Two things mark out ‘The City of Lost Children’ as different, though. The first is perspective. There were only two children in ‘Delicatessen’, both supporting characters and neither fulfilling much of a narrative role beyond a couple of pranks – one of which takes the viewer into the milieu of Howard Vernon’s snail-eating misanthrope, the other of which foils the postman’s attempt on Louison’s life in the finale. ‘The City of Lost Children’ – as the title suggests – is keys into childhood and children’s perceptions from the outset. The first scene opens with a snowy vista through a misty window. The camera glides back and we see a teddy bear and a wind-up toy on the windowsill. A child lies in a cot, a mobile leisurely turning above him. It’s a chocolate box portrayal of childhood: idyllic, evocative; it almost flirts with schmaltz. Then a rope clatters down the chimney into the hearth. A figure dressed as Santa emerges. Followed by another. And another. And another. Soon the room is filled with Santas. A wide-angle lens distorts and exaggerates perception. The child starts crying. A reindeer defecates. It’s quickly revealed as a dream sequence … only, in direct contravention of accepted movie logic (a character waking from a nightmare is restored to normalcy), the dreamer wakes to imprisonment, a bulky contraption strapped to their head, their dream poisoned into nightmare by the repulsive Krank.

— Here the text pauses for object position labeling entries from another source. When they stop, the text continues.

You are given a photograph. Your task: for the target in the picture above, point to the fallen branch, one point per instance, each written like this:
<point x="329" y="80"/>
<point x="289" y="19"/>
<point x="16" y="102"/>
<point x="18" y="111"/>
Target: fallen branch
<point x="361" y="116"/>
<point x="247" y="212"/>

The other difference is structural. Apparently, Jeunet and Caro had ‘The City of Lost Children’ in mind for over a decade before they had a chance to make it. Maybe they had lived in the world of their imagination for so long that they understood every corner of it; knew their characters’ backstories as intimately as their own lives. Whatever the reason, the nifty construction of ‘Delicatessen’ is replaced here by a disjointed and often chaotic approach that pays so little heed to narrative convention that it makes Jodorowsky’s ‘El Topo’ look like an adherent of the Robert McKee model.
The characters in ‘Delicatessen’, while eccentric, were still lovingly sketched and allowed enough screen time to establish themselves. Hurriedly exposited interrelationships serve to introduce and define many of the supporting characters in ‘The City of Lost Children’, with bizarro visuals and OTT performances replacing characterisation. Apart from the revelation that the hapless Marcello was once the Pieuvre sisters’ circus master and the self-evident business about The Diver’s connection to Krank, backstory seems to have been stolen along with the children’s dreams. Exposition, on the rare occasions that Jeunet and Caro bother with it, is purely visual.

However, Jeunet and Caro achieve a small miracle with ‘The City of Lost Children’. Throughout its hour and three quarters, it constantly threatens to tip over into a quagmire of everything it could possibly get wrong; and yet – in One’s poignant relationship with Miette; in the surprisingly affecting scenes between the clones (I’ve never seen pure slapstick played with so much heart; and all credit must surely go to the incredibly talented Dominique Pinon); in the creation of a world that is so perfectly realised and bustles so convincingly with life – Jeunet and Caro spin their surreal and sometimes quite perplexing fairy tale around a genuinely engaging emotional core.
My wife watched ‘The City of the Lost Children’ with me last night; it was the first time she’d seen the film. Her immediate response: “That was utterly bizarre but darkly delightful.” Amen; just like any good fairy tale should be.